We kept track of who opened/closed the door.

logs = [
  { name: "John", status: "opened" },
  { name: "Jane", status: "opened" },
  { name: "Jack", status: "opened" },
  { name: "Jane", status: "closed" },
  { name: "Jack", status: "closed" },
];

As you can see only 2 people ['Jane', 'Jack'] that opened and closed the door properly.

programmatically, I did these 3 steps to come to know that John is the person who opened and never closed the door.

let openers = logs.reduce((acc, log) => {
  if (log.status === "opened") {
    acc.push(log.name);
  }
  return acc;
}, []);

console.log(openers);

let closers = logs.reduce((acc, log) => {
  if (log.status === "closed") {
    acc.push(log.name);
  }
  return acc;
}, []);

console.log(closers);

let result = [];
closers.forEach((closer) => {
  if (openers.includes(closer)) {
    result.push(closer);
  }
});

console.log(result);

I was trying to do these in one go in a single reduce(), but I'm not too sure.

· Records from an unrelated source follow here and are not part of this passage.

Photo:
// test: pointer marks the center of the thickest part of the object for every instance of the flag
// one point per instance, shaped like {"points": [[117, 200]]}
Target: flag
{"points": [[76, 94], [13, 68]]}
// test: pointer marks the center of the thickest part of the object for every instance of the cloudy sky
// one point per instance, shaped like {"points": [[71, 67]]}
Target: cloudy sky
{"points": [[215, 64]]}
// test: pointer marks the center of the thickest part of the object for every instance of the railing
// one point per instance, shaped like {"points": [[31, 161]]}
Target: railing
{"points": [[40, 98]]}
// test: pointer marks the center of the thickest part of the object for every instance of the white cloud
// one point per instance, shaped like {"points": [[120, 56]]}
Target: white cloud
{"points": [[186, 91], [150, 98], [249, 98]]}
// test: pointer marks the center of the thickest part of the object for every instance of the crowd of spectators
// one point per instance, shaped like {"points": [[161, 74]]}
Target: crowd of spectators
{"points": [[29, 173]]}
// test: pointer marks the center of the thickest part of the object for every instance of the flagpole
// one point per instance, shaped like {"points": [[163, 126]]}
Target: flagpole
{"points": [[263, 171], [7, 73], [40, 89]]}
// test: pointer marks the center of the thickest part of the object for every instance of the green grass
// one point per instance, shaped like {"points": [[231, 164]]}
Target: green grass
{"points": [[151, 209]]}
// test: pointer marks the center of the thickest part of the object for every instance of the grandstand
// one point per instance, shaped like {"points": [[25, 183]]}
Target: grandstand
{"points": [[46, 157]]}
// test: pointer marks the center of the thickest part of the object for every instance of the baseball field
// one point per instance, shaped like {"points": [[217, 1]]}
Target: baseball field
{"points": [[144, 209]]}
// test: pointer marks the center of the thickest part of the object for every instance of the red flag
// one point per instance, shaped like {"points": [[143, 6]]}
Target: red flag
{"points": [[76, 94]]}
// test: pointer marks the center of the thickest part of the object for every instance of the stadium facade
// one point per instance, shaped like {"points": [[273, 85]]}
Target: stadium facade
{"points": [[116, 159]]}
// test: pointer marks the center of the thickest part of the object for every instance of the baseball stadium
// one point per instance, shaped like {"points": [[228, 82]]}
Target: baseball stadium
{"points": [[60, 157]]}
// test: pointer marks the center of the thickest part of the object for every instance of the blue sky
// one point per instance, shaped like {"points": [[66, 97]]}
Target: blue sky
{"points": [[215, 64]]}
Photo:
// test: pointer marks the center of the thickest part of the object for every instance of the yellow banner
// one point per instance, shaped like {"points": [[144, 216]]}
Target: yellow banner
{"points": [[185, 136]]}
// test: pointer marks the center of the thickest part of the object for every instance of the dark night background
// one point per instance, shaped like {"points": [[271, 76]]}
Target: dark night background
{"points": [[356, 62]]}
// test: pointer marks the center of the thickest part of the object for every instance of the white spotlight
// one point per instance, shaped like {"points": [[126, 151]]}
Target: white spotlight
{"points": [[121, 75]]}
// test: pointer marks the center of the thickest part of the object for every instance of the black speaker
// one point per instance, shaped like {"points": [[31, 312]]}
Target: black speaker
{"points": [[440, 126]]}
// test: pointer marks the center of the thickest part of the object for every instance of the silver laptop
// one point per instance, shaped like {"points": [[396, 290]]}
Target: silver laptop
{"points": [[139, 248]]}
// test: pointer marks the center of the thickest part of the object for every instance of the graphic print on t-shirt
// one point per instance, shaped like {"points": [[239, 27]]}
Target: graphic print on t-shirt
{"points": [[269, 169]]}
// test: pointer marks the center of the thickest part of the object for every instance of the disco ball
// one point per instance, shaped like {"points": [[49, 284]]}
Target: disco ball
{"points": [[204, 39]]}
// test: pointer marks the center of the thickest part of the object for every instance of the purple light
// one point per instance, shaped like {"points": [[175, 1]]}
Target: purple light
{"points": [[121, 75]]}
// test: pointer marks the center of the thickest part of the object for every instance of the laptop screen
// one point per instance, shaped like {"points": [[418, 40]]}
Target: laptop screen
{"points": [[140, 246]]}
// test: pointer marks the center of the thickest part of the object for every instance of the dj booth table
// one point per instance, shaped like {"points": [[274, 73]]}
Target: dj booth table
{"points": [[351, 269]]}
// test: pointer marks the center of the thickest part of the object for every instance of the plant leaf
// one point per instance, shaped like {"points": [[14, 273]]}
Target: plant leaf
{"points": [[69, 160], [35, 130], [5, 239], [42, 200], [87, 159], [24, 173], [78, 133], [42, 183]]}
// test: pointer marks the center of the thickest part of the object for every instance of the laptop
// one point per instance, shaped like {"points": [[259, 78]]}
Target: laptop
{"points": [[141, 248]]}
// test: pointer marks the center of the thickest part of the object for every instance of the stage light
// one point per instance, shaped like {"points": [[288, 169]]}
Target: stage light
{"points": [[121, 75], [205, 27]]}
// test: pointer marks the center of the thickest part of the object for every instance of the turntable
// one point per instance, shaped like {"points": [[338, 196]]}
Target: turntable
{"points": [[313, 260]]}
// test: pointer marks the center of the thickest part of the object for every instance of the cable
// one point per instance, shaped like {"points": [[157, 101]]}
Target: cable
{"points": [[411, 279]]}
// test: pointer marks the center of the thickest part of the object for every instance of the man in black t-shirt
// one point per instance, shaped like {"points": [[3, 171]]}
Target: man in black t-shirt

Can someone help me improve what I got

logs = [
  { name: "John", status: "opened" },
  { name: "Jane", status: "opened" },
  { name: "Jack", status: "opened" },
  { name: "Jane", status: "closed" },
  { name: "Jack", status: "closed" },
];

let openers = logs.reduce((acc, log) => {
  if (log.status === "opened") {
    acc.push(log.name);
  }
  return acc;
}, []);

console.log(openers);

let closers = logs.reduce((acc, log) => {
  if (log.status === "closed") {
    acc.push(log.name);
  }
  return acc;
}, []);

console.log(closers);

let result = [];
closers.forEach((closer) => {
  if (openers.includes(closer)) {
    result.push(closer);
  }
});

console.log(result);

?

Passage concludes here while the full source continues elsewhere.